In der Adventszeit finden zahlreiche gesellschaftliche Anlässe statt, so dass ich nicht immer hinaus in die Wildnis komme. Da ist das disziplinierte Training zu Hause noch wichtiger. Das liebe Hausbewohner-Paar im sechsten Stock hat seine Türe adventlich geschmückt. Nach meiner Heimkehr nach Anlässen habe ich noch meine neun Stockwerke bzw. 1’008 Treppenstufen absolviert. Manchmal gehe ich dazwischen alle neun Stockwerke mit jeweils zwei Treppenstufen aufs Mal hinauf. Das stärkt die Muskeln noch mehr und fordert den Gleichgewichtssinn zusätzlich. Immer wieder gehe ich mehrmals alle neun Stockwerke mit einem vier bis fast sieben Kilo schweren Rucksack hinauf. Dies kräftigt die Beckenmuskulatur enorm, ebenfalls die Motorik. Hinunter geht es mit dem Lift. Ein Treppenhaus in einem mehrstöckigen Gebäude ist auch ein Gym.

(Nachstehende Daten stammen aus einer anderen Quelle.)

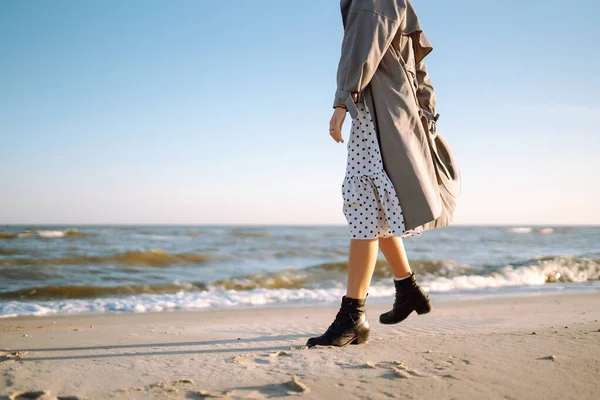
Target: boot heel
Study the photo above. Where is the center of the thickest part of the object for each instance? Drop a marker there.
(362, 338)
(425, 309)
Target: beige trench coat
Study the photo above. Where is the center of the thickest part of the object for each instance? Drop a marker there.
(382, 63)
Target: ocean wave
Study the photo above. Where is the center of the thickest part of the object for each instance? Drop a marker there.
(154, 258)
(545, 231)
(85, 291)
(523, 229)
(441, 275)
(250, 233)
(44, 234)
(212, 299)
(434, 276)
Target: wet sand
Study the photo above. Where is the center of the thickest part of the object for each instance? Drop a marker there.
(528, 347)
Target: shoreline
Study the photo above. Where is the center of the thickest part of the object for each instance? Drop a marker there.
(378, 295)
(463, 349)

Die Engelberger Aa ist noch nicht mit meinem Flüsse-Fussweg-System verknüpft. Weil ich an der Venoge erst weiter mache, wenn es für den bevorstehenden glitschigen Pfad trocken ist, nutze ich das Föhnwetter, eine erste Etappe von Luzern mit dem Reussabfluss nach Hergiswil zu gehen.
Beim Wagner-Museum bei Tribschen frage ich mich, wie die häufigen, dramatischen Wetterlagen am Vierwaldstättersee mit seiner wuchtigen Bergwelt-Kulisse Richard Wagner beim Komponieren inspiriert haben. Da ertönt in meinem inneren Ohr bereits die Ouvertüre zu Wagners Fliegendem Holländer.